My daughter is upset with me. Again. She’s recently married and newly pregnant. I remember that period. It’s wildly romantic and dreamy, but scary and lonely since they’re not sharing their news yet.
The other day, I called to ask if she was hungry. I had bought some fun lunch foods and thought I’d pop over to see her. She said yes, so I said I’d be right there.
When I arrived, she berated me for coming over without notice. I said she could have told me not to come. I set up the food and asked if she wanted tea. She rudely said she could do it herself, and I was babying her.
I was so hurt that I abruptly left.
Now she’s mad at me for walking out! I don’t know which way to turn with this once sweet, loveable daughter.
It sounds like you two had a very close, loving relationship before she got engaged. The stress of getting married, trying to get pregnant and the first trimester of one’s first pregnancy can take a toll. Some people handle stress better than others. Some lean in to their loved ones; some pull away.
Talk to your daughter. Invite her out for a planned lunch. Ask where and when she would like to go. Once together, ask her how she’s feeling, how her relationship is going, if she’s happy, etc. Then ask if there is anything you can do to make her life easier, less stressed.
Hopefully she’ll apologize and recognize that you just want to be a part of her life as you were before. Parenting is a journey, as you certainly already know. Hold her hand for the bumps. She’ll appreciate you.
My girlfriend just found out that her dad had children with someone other than her mom and was leading a double life. Her mom had no idea, but the other woman was well aware of the situation.
She understood the charade and didn’t bother him when he was at home with his wife and three children. He spent time with her when he was “away on business” – or so my girlfriend’s family was led to believe.
This lasted more than a decade until he slipped up and was caught in a lie which led to the revelation.
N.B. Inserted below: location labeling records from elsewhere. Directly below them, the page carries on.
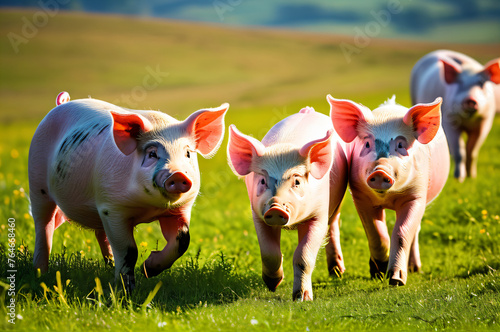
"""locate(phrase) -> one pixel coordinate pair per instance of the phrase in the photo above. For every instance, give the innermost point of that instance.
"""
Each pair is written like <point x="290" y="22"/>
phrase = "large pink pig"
<point x="468" y="92"/>
<point x="109" y="169"/>
<point x="398" y="160"/>
<point x="296" y="179"/>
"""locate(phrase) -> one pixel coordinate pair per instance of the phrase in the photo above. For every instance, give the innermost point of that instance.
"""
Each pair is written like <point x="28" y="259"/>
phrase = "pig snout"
<point x="380" y="179"/>
<point x="175" y="183"/>
<point x="276" y="216"/>
<point x="178" y="183"/>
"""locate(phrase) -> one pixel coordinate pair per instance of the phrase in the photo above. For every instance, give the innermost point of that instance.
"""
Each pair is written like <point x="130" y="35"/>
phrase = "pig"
<point x="296" y="178"/>
<point x="398" y="159"/>
<point x="467" y="89"/>
<point x="109" y="169"/>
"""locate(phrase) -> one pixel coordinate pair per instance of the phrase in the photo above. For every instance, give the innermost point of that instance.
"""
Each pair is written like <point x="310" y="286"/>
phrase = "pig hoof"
<point x="302" y="296"/>
<point x="378" y="268"/>
<point x="397" y="278"/>
<point x="336" y="271"/>
<point x="272" y="283"/>
<point x="150" y="272"/>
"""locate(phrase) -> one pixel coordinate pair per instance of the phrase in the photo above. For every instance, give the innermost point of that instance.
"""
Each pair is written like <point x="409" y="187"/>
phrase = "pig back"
<point x="64" y="152"/>
<point x="299" y="129"/>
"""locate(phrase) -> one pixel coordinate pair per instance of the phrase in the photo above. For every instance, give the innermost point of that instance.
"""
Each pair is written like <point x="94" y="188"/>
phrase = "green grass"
<point x="216" y="285"/>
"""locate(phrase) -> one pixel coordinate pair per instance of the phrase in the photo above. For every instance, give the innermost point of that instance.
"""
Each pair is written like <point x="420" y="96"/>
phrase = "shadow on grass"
<point x="187" y="284"/>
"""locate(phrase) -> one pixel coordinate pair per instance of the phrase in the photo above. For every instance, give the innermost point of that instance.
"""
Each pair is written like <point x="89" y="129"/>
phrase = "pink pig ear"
<point x="425" y="120"/>
<point x="450" y="70"/>
<point x="320" y="156"/>
<point x="126" y="128"/>
<point x="241" y="150"/>
<point x="346" y="115"/>
<point x="207" y="128"/>
<point x="492" y="70"/>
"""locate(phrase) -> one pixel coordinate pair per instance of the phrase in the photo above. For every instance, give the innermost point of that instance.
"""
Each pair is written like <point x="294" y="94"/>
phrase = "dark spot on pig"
<point x="60" y="169"/>
<point x="63" y="147"/>
<point x="82" y="139"/>
<point x="183" y="238"/>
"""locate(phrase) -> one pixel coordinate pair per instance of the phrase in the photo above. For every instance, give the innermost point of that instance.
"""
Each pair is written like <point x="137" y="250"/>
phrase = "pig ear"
<point x="346" y="116"/>
<point x="207" y="128"/>
<point x="425" y="120"/>
<point x="492" y="70"/>
<point x="126" y="129"/>
<point x="319" y="153"/>
<point x="241" y="150"/>
<point x="450" y="70"/>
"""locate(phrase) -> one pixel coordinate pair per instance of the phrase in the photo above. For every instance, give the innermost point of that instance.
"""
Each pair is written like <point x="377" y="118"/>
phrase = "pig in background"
<point x="398" y="159"/>
<point x="469" y="92"/>
<point x="296" y="178"/>
<point x="109" y="169"/>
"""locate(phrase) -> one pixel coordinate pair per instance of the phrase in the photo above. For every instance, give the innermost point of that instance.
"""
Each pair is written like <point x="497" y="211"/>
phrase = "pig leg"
<point x="373" y="219"/>
<point x="414" y="264"/>
<point x="175" y="230"/>
<point x="270" y="252"/>
<point x="408" y="218"/>
<point x="121" y="238"/>
<point x="457" y="150"/>
<point x="106" y="251"/>
<point x="334" y="256"/>
<point x="311" y="235"/>
<point x="47" y="218"/>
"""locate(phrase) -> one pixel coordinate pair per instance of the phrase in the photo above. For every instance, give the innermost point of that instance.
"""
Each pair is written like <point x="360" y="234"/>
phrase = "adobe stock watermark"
<point x="150" y="81"/>
<point x="11" y="271"/>
<point x="221" y="7"/>
<point x="32" y="25"/>
<point x="364" y="35"/>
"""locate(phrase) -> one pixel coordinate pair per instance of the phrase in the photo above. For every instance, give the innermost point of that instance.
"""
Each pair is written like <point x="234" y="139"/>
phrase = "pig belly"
<point x="439" y="167"/>
<point x="84" y="214"/>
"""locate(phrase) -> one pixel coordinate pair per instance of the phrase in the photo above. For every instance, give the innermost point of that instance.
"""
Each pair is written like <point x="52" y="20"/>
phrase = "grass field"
<point x="216" y="285"/>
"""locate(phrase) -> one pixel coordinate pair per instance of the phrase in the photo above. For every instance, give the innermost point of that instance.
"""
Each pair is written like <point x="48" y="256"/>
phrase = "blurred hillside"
<point x="179" y="67"/>
<point x="462" y="21"/>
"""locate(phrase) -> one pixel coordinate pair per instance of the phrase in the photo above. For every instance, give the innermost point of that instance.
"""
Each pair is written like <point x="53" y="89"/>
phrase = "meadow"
<point x="216" y="285"/>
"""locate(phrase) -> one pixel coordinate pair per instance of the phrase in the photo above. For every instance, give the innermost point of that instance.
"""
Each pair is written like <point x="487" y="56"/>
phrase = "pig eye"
<point x="152" y="154"/>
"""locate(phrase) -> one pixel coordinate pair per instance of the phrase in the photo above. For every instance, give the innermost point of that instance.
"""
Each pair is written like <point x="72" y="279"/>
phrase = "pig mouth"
<point x="276" y="215"/>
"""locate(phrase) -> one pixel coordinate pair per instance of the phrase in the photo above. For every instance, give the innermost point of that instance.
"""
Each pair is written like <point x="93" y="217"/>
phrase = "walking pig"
<point x="296" y="179"/>
<point x="398" y="160"/>
<point x="109" y="169"/>
<point x="468" y="92"/>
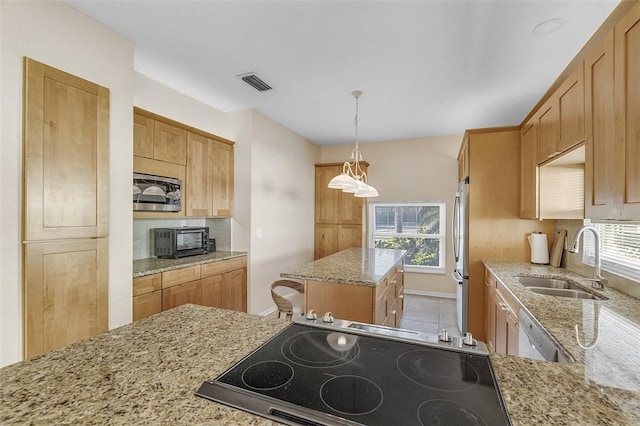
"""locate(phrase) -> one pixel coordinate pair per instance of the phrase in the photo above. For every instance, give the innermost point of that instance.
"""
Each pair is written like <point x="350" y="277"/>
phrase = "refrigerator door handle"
<point x="455" y="231"/>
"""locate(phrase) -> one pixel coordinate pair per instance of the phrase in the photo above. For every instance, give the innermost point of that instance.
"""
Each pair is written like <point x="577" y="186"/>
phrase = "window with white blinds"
<point x="619" y="251"/>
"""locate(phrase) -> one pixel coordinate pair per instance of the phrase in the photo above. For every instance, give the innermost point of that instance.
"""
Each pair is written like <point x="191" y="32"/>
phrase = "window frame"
<point x="624" y="269"/>
<point x="441" y="236"/>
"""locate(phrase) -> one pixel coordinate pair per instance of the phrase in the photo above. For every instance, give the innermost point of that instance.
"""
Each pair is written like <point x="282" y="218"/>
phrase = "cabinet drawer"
<point x="221" y="266"/>
<point x="147" y="284"/>
<point x="147" y="304"/>
<point x="180" y="276"/>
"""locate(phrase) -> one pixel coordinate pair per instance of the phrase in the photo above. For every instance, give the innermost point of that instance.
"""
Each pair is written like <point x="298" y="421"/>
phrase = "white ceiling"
<point x="427" y="68"/>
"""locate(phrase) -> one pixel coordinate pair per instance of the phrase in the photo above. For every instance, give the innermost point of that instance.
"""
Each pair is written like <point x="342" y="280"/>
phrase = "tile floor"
<point x="429" y="315"/>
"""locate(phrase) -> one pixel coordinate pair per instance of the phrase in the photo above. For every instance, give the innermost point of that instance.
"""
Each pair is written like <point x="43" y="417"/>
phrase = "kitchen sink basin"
<point x="564" y="292"/>
<point x="545" y="282"/>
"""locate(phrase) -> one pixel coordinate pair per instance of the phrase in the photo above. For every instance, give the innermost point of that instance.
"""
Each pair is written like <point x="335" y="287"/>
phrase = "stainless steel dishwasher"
<point x="533" y="341"/>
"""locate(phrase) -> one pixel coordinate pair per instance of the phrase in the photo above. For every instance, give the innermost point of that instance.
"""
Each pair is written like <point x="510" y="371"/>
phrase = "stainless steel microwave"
<point x="156" y="193"/>
<point x="180" y="242"/>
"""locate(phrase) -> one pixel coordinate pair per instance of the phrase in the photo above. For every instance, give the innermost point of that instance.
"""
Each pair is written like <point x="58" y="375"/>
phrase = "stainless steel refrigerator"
<point x="460" y="233"/>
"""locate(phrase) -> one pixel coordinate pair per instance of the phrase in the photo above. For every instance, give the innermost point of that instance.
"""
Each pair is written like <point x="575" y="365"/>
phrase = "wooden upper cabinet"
<point x="169" y="143"/>
<point x="142" y="136"/>
<point x="66" y="155"/>
<point x="463" y="160"/>
<point x="627" y="114"/>
<point x="571" y="110"/>
<point x="561" y="118"/>
<point x="327" y="199"/>
<point x="548" y="130"/>
<point x="199" y="176"/>
<point x="529" y="171"/>
<point x="600" y="156"/>
<point x="222" y="179"/>
<point x="65" y="293"/>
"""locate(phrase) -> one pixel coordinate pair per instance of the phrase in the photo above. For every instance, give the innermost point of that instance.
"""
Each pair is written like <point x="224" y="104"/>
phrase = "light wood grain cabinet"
<point x="529" y="171"/>
<point x="561" y="119"/>
<point x="219" y="284"/>
<point x="381" y="304"/>
<point x="65" y="208"/>
<point x="612" y="163"/>
<point x="339" y="216"/>
<point x="65" y="291"/>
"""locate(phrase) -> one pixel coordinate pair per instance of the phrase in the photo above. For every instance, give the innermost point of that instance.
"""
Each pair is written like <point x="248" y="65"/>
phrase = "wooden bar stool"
<point x="289" y="297"/>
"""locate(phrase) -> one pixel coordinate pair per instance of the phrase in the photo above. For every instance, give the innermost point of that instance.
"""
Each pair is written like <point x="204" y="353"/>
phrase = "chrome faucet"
<point x="598" y="281"/>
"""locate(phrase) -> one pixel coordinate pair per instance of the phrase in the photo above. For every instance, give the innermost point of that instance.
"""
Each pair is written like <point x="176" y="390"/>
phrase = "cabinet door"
<point x="147" y="304"/>
<point x="548" y="130"/>
<point x="489" y="315"/>
<point x="327" y="199"/>
<point x="234" y="290"/>
<point x="169" y="143"/>
<point x="222" y="179"/>
<point x="326" y="240"/>
<point x="65" y="293"/>
<point x="349" y="236"/>
<point x="212" y="291"/>
<point x="529" y="171"/>
<point x="66" y="155"/>
<point x="513" y="334"/>
<point x="571" y="109"/>
<point x="600" y="157"/>
<point x="501" y="325"/>
<point x="142" y="136"/>
<point x="627" y="116"/>
<point x="177" y="295"/>
<point x="199" y="185"/>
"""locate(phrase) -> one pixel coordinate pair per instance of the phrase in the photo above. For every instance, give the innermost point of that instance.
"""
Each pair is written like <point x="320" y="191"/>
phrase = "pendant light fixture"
<point x="353" y="179"/>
My girlfriend is completely shocked and freaked out. She cries constantly, is clingy, and doesn’t believe anything I say, convinced I’m lying.
I feel sad for her and know she’s hurting, but I can’t take the constant accusation.
Wrap your arms around your girlfriend and say, “I am so sorry you are going through this. It’s unbelievable and confusing. I’m here for you. I am not your father, and I have done nothing wrong. Please don’t push me away through fear.”
Support her the best you can and help her get professional help to make sense of this situation. I am sure her world has been rocked.
Dear Readers – On December 30th, Ellie wrote about a support group called “Our Alienated Grandparents Matter.” It was timely for the holiday season but of course is a year-round issue for those in this situation.
A reader recently sent this to us:
“I am one of those estranged grandparents. I finally became tired of waiting for them to talk to me. I overcame my despair. This is probably uncommon, but I sent my two estranged sons an email. I told them I had no interest in ever seeing them again. I told them they were cut off from my family. Now they are nobody to me.
“Maybe if these narcissistic self-absorbed adult children learn that there is no do-over button, no open-door policy, maybe then they might stop trying to wield power and control over their parents.
“If they burn that bridge, there is no coming home.”
Lisi – I have seen and heard many iterations of family alienation. But if I have learned anything from Ellie, it is that family is family. Not all members will get along, there will be fights, but these are the ties that bind.
Toxicity is unhealthy, so if you need to protect yourself, do so. It’s OK to close the door, but don’t ever lock it and throw away the key.
This woman is hurting, and I don’t blame her. Writing that email probably released her from some pain. But she didn’t need to send it. She may desperately need her children down the road. Or her grandchildren might want to find her when they’re old enough. Or her children may find that they need her someday.